Mme Marina Ferrari, ministre des sports, de la jeunesse et de la vie associative. Monsieur le sénateur Chantrel, je vous remercie de cette question qui me permet de rappeler que la liberté associative est l'un des piliers de la démocratie française. Bien évidemment, le Gouvernement y demeure pleinement attaché et fidèle, garantissant le respect de l'esprit de la loi de 1901, dont nous nous apprêtons à fêter le 125e anniversaire.
Certains acteurs - vous faites référence à un rapport sur le sujet - relèvent des inquiétudes sur le respect des libertés associatives et s'interrogent sur les critères d'attribution des financements publics. Des associations indiquent, par exemple, avoir subi des retraits ou des refus de subventions en lien, est-il allégué, avec leur position militante.
Je veux être très claire sur ce point, monsieur le sénateur : l'action du Gouvernement s'inscrit pleinement et strictement dans le cadre légal et dans celui du contrat d'engagement républicain. À la page 20 du rapport que vous citez, il est bien souligné qu'aucune suspicion ne pèse sur les services de l'État.
Le contrat d'engagement républicain ne conditionne absolument pas les opinions ; au contraire, celui-ci garantit le respect des principes républicains. Il ne cible donc pas ces derniers, il les protège.
Les cas de refus et de retrait de subventions sur ce fondement par les représentants de l'État sont extrêmement rares.
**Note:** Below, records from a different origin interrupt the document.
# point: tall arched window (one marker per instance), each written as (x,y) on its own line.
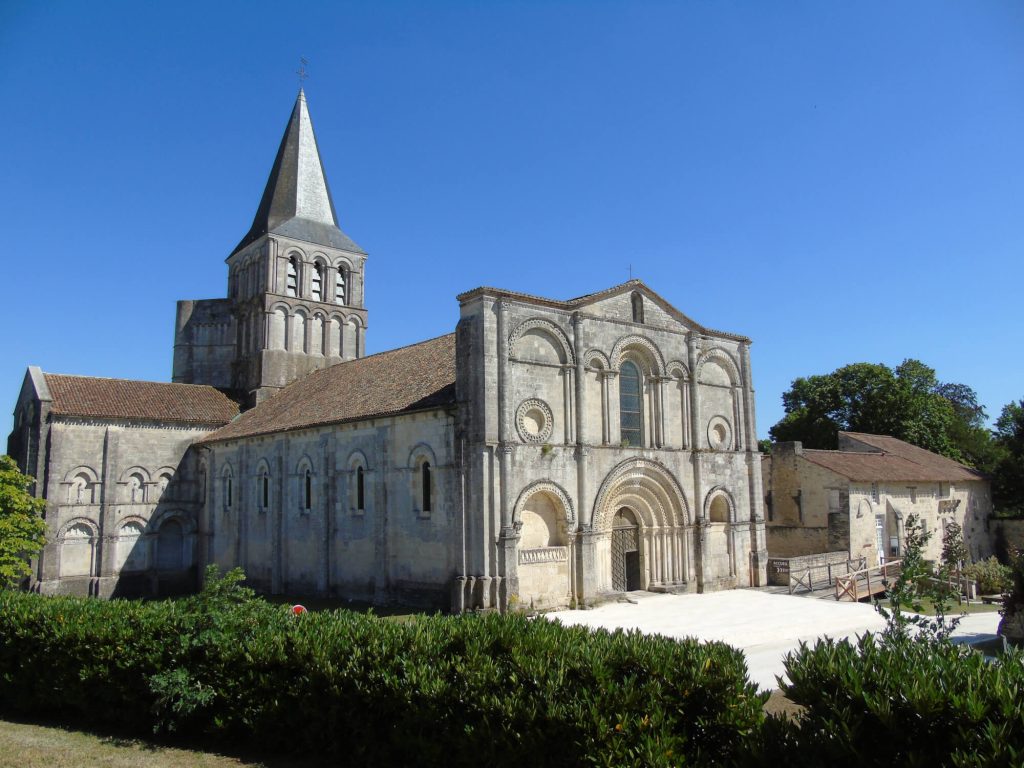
(228,491)
(317,283)
(630,403)
(339,287)
(637,300)
(427,486)
(136,488)
(292,282)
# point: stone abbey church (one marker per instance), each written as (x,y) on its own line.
(548,453)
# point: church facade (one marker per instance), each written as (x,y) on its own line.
(548,453)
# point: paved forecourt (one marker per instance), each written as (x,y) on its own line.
(764,626)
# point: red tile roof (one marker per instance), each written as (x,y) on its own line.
(150,400)
(890,459)
(412,378)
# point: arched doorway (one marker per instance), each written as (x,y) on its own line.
(625,552)
(640,509)
(170,542)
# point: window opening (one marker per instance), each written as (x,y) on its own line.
(292,284)
(339,287)
(317,283)
(630,413)
(637,300)
(426,486)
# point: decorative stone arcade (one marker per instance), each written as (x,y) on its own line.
(642,534)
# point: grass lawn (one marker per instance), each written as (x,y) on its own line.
(36,745)
(954,608)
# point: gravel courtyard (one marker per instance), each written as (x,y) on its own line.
(764,626)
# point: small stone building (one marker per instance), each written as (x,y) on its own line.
(857,499)
(547,453)
(112,458)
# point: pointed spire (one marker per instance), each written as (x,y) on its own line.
(297,201)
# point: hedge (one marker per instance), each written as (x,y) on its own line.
(439,690)
(886,701)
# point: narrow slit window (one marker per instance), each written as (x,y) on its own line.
(630,404)
(637,307)
(427,507)
(292,284)
(339,287)
(317,283)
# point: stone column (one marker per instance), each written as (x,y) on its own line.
(587,573)
(276,556)
(605,415)
(695,457)
(758,546)
(566,373)
(107,532)
(328,499)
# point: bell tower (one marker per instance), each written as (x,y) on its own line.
(295,286)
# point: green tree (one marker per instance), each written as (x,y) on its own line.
(1008,475)
(908,402)
(22,526)
(919,585)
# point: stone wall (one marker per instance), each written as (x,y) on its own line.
(794,541)
(1005,537)
(935,504)
(122,503)
(540,393)
(394,549)
(783,571)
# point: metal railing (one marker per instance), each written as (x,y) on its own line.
(859,584)
(822,576)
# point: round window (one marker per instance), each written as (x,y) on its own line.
(719,434)
(534,421)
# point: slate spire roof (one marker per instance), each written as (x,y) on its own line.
(297,200)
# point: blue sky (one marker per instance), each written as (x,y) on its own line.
(839,181)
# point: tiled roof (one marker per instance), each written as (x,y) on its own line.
(124,398)
(416,377)
(891,460)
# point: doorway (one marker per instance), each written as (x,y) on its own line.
(626,552)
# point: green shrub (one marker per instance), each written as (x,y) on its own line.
(898,701)
(992,577)
(463,690)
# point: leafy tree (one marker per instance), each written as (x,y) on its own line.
(22,526)
(919,583)
(1008,475)
(908,402)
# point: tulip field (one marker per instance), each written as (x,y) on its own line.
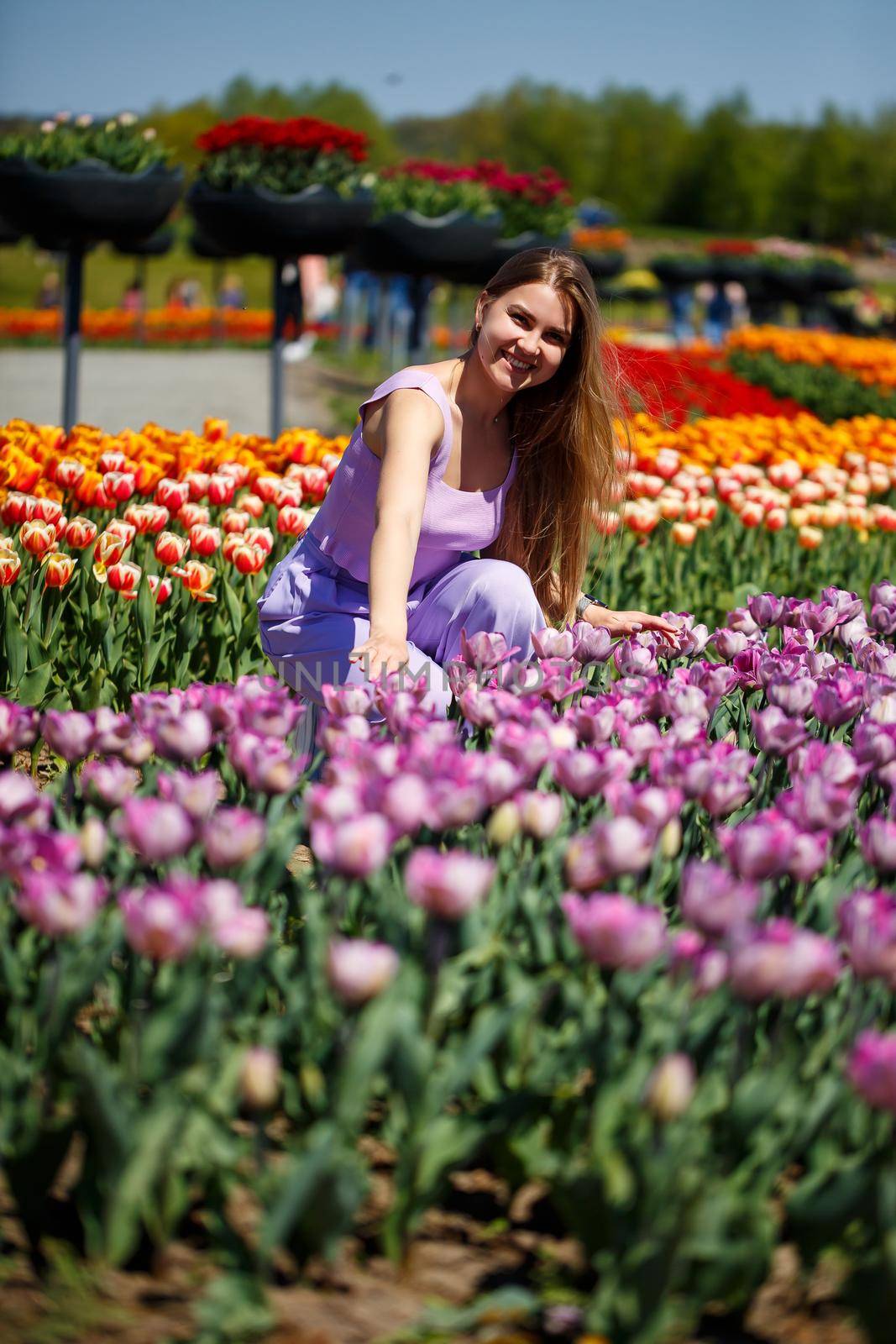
(593,980)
Ils se limitent à des cas pour lesquels un problème est avéré et, comme toute décision administrative, sont susceptibles de recours, toujours sous le contrôle du juge administratif. Le droit protège donc la liberté associative.
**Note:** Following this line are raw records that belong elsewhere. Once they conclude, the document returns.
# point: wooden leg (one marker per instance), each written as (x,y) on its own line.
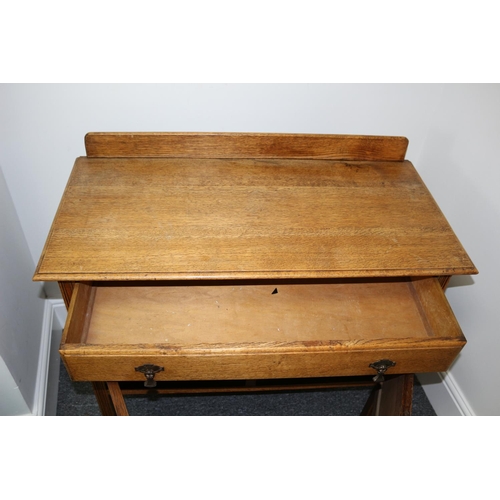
(117,398)
(103,398)
(392,398)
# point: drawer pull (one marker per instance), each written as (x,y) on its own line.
(149,371)
(381,367)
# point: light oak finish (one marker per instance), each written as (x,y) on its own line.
(239,145)
(167,248)
(242,332)
(162,219)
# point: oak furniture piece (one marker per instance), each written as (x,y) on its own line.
(253,261)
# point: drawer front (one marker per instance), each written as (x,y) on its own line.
(407,322)
(257,366)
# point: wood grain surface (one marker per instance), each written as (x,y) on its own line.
(224,333)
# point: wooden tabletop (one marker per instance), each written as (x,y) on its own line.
(221,218)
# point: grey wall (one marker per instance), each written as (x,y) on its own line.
(21,313)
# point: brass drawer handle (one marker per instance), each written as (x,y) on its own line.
(381,367)
(149,371)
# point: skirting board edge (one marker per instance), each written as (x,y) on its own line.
(444,394)
(54,310)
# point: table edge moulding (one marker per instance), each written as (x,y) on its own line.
(193,262)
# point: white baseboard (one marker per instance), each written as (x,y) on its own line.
(445,395)
(48,360)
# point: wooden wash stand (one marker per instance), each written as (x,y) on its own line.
(227,261)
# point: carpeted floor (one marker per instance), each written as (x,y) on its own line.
(77,398)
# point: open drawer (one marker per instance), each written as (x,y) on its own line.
(258,330)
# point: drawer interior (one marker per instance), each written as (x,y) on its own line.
(378,317)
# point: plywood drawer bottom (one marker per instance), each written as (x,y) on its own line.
(229,331)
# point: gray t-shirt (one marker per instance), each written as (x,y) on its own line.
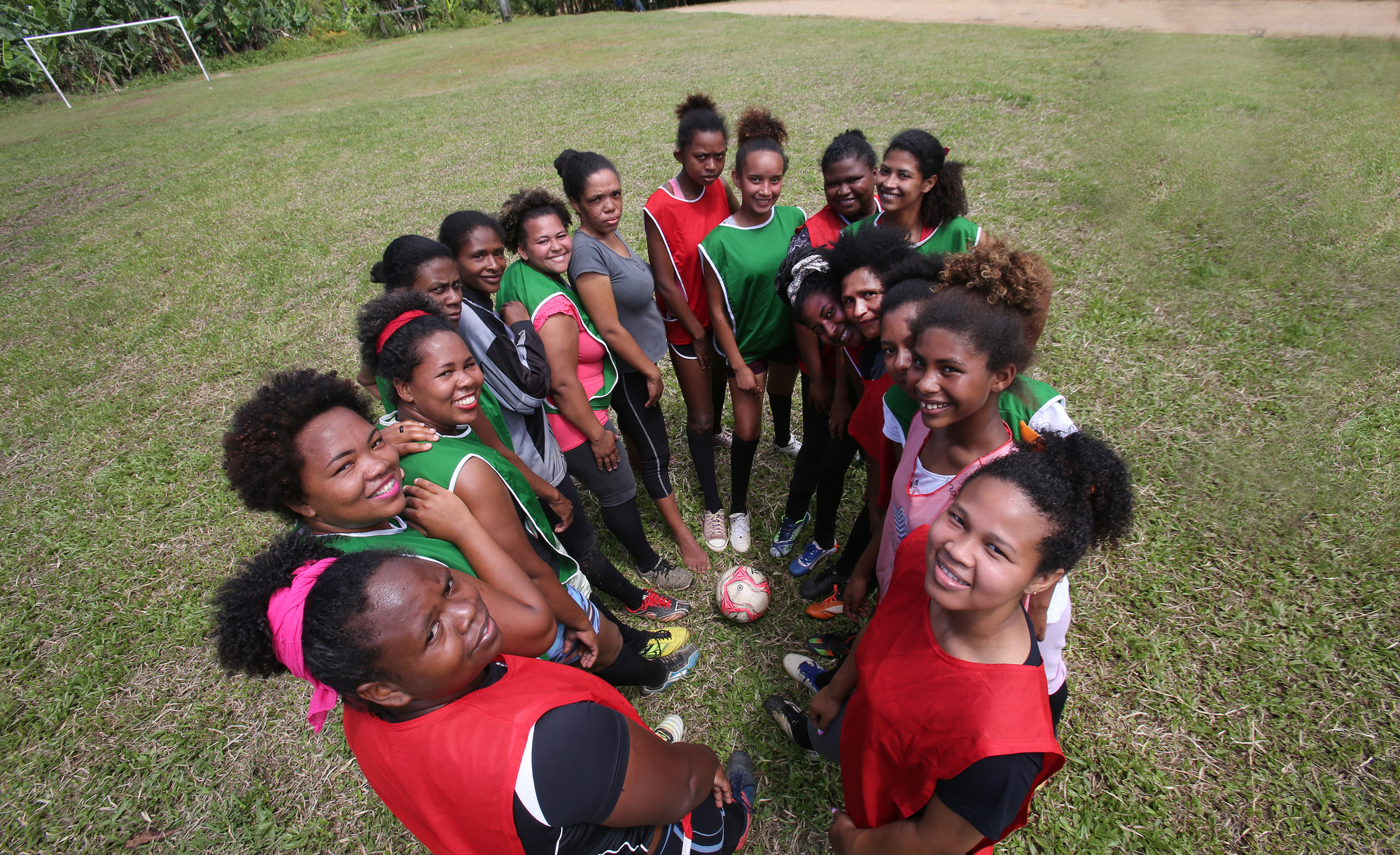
(635,292)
Les choix peuvent différer entre exécutifs locaux, comme vous l'avez relevé, en matière tant d'attribution de financements que d'accès à des locaux appartenant à la collectivité. Il leur appartient d'en assumer la responsabilité dans le respect de la loi, comme je l'ai rappelé.
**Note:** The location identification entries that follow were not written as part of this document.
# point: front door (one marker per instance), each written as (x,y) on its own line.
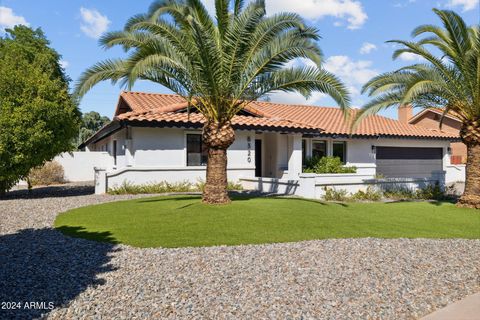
(258,158)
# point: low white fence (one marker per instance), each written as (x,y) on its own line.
(312,186)
(105,180)
(455,173)
(79,166)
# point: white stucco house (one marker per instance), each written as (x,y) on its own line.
(153,138)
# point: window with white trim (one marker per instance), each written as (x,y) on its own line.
(339,150)
(197,154)
(319,148)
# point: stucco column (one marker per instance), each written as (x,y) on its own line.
(100,180)
(295,153)
(128,153)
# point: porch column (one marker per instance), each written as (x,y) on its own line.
(295,156)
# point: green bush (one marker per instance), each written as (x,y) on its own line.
(399,194)
(430,192)
(332,194)
(231,186)
(371,194)
(151,188)
(128,187)
(50,173)
(327,165)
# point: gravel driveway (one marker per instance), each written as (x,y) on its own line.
(328,279)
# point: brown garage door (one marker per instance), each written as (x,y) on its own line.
(397,162)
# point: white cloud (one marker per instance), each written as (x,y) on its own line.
(367,47)
(465,4)
(93,22)
(349,10)
(8,19)
(64,64)
(408,56)
(353,73)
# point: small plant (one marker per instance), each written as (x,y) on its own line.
(50,173)
(332,194)
(431,192)
(326,165)
(370,194)
(232,186)
(399,193)
(128,187)
(151,188)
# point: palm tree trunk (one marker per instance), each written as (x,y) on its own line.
(471,196)
(215,191)
(217,137)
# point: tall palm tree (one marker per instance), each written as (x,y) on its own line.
(218,64)
(449,81)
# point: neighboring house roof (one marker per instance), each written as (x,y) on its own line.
(167,110)
(332,121)
(424,112)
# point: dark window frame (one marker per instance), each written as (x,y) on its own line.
(344,143)
(114,152)
(202,147)
(325,142)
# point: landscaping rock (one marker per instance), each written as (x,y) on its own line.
(327,279)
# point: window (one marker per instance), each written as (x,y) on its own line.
(114,152)
(319,149)
(304,150)
(340,150)
(196,151)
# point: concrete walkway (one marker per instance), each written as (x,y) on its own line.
(466,309)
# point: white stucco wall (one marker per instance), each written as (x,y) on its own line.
(79,166)
(153,155)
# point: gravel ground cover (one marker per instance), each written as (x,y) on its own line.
(328,279)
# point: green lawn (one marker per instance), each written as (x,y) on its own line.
(183,221)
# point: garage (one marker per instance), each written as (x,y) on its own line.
(398,162)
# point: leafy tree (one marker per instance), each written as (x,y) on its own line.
(217,64)
(91,122)
(449,81)
(38,118)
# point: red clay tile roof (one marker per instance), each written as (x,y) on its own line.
(334,123)
(239,121)
(419,115)
(165,107)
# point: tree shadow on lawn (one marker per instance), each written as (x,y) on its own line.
(241,197)
(44,266)
(437,203)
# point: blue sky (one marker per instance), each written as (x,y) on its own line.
(353,36)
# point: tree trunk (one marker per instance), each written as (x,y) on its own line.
(215,191)
(471,196)
(217,137)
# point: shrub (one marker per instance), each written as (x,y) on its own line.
(128,187)
(231,186)
(399,194)
(50,173)
(327,165)
(431,192)
(371,194)
(332,194)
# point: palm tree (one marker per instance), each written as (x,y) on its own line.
(217,64)
(449,81)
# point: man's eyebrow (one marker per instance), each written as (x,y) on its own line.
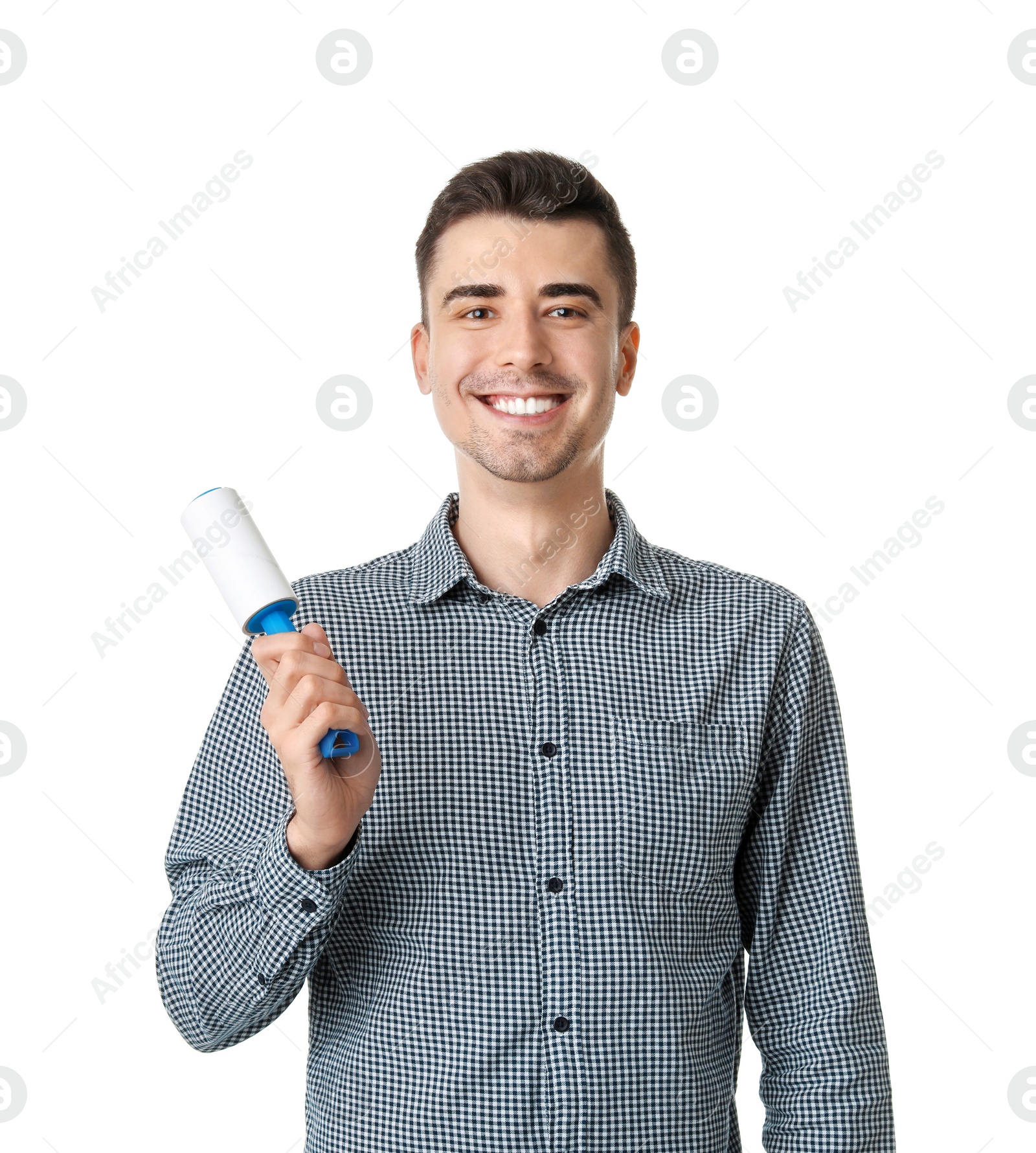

En outre, le Gouvernement a fait le choix de stabiliser les financements associés au soutien de la vie associative. Je songe notamment au fonds de coopération de la jeunesse et de l'éducation populaire (Fonjep), au fonds pour le développement de la vie associative (FDVA) ou encore à Guid'Asso, qui permet à nos associations d'être mieux accompagnées dans leurs démarches ou dans le conseil juridique. Monsieur le sénateur, nous répondons donc présents pour répondre aux besoins des structures et les soutenir financièrement. (M. François Patriat applaudit.)